I find that The Last Wish is overall a better book than Sword of Destiny with the connectivity of having a frame story wrapped around the short stories. This latter book feels more disjointed for me, and I did not enjoy Geralt’s development as much, especially when it comes to his overwhelming obsession with Yennefer, whom I do not like much. It pains me to see how Geralt seemed to lose a bit of himself and his badassery whenever he is around the sorceress. It didn’t help that she can be quite a bitch at times.
There are also less ‘killing monsters’ and more romance in this collection of Geralt’s adventures. Truth be told, I don’t typically favour a lot of romance in my stories. Nonetheless, the tale which borrowed from The Little Mermaid was one of the best in this book, and the love story herein is quite touching. Dandelion, the bard, can aggravate me as much as make me laugh, but the ending of ‘A Little Sacrifice’ brought tears to my eyes.

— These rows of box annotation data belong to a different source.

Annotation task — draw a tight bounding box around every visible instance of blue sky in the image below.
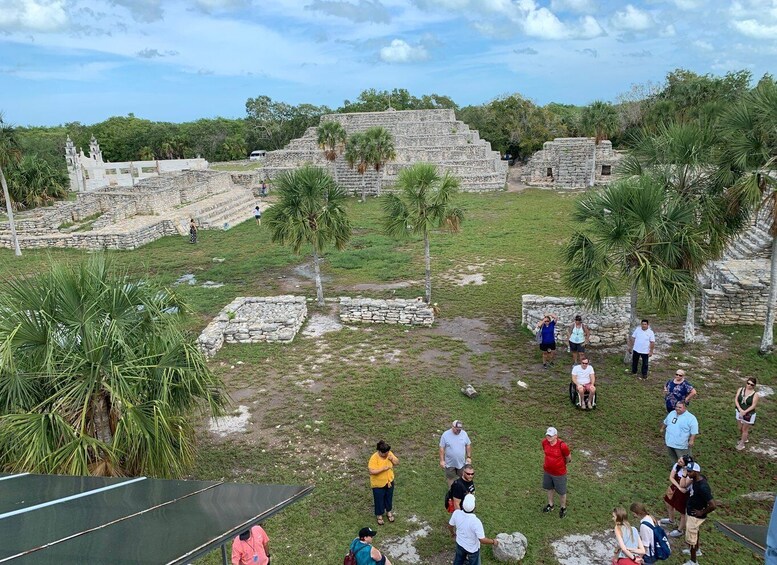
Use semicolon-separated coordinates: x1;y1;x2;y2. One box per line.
0;0;777;125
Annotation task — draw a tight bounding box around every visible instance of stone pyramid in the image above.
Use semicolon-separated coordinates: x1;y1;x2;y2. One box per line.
261;110;507;193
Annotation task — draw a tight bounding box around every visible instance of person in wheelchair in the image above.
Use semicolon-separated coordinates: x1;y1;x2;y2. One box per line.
570;355;596;410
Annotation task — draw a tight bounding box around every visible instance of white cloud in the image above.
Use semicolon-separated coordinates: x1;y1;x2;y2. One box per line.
380;39;429;63
0;0;69;32
733;20;777;39
550;0;596;14
610;4;655;31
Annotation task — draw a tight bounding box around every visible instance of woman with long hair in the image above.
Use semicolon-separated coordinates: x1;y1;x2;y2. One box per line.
612;506;645;565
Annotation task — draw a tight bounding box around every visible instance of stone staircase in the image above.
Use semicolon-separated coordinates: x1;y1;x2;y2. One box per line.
262;110;507;194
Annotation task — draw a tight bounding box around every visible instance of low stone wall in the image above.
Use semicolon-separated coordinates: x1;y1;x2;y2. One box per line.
197;295;308;357
521;294;631;347
340;296;434;326
701;259;771;326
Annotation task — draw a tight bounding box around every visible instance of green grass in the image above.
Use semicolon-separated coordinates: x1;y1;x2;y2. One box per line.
0;190;777;565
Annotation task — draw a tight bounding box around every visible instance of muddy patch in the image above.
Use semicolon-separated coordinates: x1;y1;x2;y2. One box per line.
430;317;496;354
551;531;615;565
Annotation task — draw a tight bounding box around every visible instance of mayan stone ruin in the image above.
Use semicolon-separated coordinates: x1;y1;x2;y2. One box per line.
262;110;507;193
521;137;621;189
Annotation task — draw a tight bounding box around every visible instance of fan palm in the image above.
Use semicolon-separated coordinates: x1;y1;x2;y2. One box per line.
564;175;704;360
317;121;348;182
0;113;22;257
264;165;351;305
621;122;746;342
383;163;464;304
0;255;225;477
720;77;777;354
362;126;397;200
345;132;370;202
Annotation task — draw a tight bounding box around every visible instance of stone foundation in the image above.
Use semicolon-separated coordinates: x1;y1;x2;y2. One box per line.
521;294;631;347
197;295;308;357
340;296;434;326
701;259;770;326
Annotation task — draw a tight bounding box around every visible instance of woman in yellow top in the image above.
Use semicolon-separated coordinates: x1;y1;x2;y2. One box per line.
367;440;399;526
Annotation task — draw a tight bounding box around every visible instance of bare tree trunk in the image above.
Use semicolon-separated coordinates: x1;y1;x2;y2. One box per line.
758;236;777;355
683;293;696;343
424;231;432;304
0;167;22;257
313;249;324;306
623;281;637;365
92;392;113;445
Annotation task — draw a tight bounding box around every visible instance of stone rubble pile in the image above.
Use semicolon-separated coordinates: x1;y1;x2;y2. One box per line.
521;294;631;347
197;295;308;357
340;296;434;326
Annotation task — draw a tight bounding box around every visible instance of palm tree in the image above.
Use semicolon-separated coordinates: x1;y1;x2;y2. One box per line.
362;126;397;200
563;175;703;358
345;132;370;202
317;121;348;182
0;113;22;257
719;77;777;354
0;255;226;477
580;100;620;144
383;163;464;304
264;165;351;306
620;122;746;343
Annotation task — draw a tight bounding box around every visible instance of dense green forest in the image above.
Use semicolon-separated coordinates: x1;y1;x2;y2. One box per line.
1;69;773;197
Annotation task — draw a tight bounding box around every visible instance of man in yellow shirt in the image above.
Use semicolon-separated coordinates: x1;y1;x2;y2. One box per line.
367;440;399;526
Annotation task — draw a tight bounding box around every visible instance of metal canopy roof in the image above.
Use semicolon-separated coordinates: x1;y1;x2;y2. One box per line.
0;474;313;565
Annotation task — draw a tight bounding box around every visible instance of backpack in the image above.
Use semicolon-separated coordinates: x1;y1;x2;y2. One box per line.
641;520;672;563
343;545;370;565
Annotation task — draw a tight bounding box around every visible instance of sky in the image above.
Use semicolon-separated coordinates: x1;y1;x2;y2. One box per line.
0;0;777;126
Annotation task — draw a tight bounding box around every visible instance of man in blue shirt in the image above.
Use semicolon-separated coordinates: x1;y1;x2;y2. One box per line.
661;400;699;465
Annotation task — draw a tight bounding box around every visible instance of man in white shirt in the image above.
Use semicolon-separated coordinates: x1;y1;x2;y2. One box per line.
572;356;596;410
448;494;497;565
629;320;656;379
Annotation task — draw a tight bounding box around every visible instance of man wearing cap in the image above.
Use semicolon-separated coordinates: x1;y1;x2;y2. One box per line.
661;400;699;464
542;426;572;518
448;494;497;565
232;525;270;565
349;528;391;565
683;462;717;565
440;420;472;488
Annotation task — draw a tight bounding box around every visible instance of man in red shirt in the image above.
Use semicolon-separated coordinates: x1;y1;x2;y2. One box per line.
542;426;572;518
232;526;270;565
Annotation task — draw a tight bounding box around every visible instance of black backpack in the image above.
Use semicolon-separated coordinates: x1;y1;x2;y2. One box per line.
641;520;672;563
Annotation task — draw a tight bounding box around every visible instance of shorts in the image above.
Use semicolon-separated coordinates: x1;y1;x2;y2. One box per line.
445;467;461;481
734;410;755;426
685;516;706;546
542;472;567;496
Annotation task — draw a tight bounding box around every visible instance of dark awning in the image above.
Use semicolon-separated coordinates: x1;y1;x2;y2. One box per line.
0;474;313;565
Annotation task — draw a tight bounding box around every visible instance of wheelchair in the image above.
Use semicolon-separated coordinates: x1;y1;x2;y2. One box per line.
569;381;596;409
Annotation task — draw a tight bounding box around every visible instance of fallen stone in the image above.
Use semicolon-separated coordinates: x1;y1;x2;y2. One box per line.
494;532;529;563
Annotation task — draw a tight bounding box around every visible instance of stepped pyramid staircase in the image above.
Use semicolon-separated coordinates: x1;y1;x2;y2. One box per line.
261;110;507;193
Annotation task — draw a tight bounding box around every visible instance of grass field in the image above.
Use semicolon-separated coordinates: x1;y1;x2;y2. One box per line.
0;190;777;565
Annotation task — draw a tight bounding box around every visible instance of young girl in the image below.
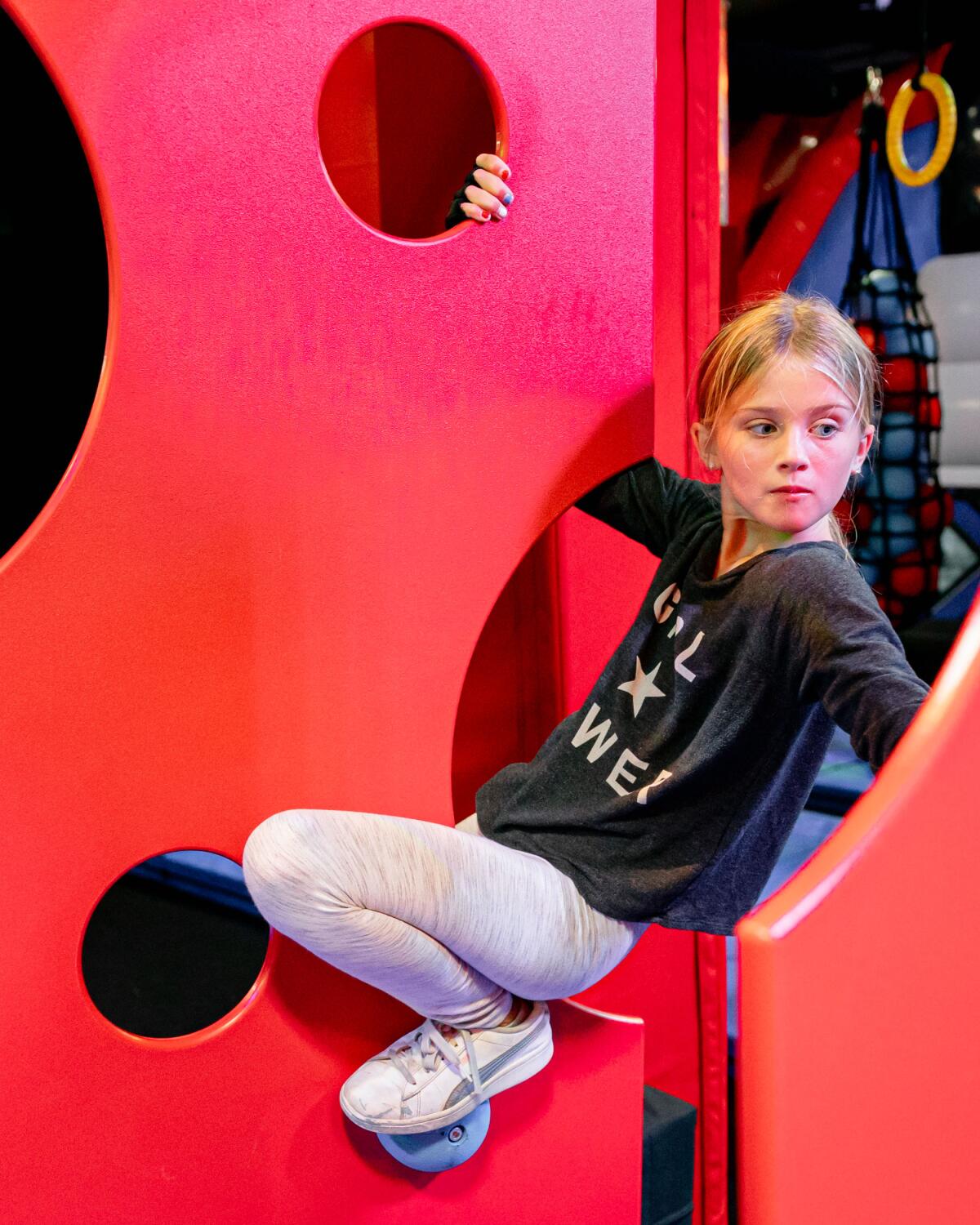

Fascinating creatures continue to pop up, and my favourite in this book was the mimic or the doppler – a creature which not only can mimic one’s physiognomy but also one’s psychology – from the tale ‘Eternal Flame’. The story on its own did not seem to contribute much to the overarching story of Geralt except to again solidify the inaccurate general perception of witchers being cold-blooded killers.
However, the arc that I was most looking forward to was the titular story, ‘Sword of Destiny’. Ever since I’ve read the short story ‘A Question of Price’ in The Last Wish, I was waiting for this crucial moment; the introduction of Princess Ciri and her first meeting with Geralt. And it was a darn good one, which was made all the more interesting with the appearance of the mysterious dryads and their protected land of Brokilon where all humans cannot trespass on pain of death.
The final piece ‘Something More’ was the clincher to this theme of destiny. As much as the White Wolf did not appear to believe in destiny (or perhaps refused to), it will not let him go. And war is coming with the invasion of the Nilfgaardians.
All I can say is that if you are a fan of The Witcher, do not pass up on this novel. While I find a few of the stories here less than impressive, the last two are essential to the storyline, and the overall book is still enjoyable.
Review originally written in May 2018.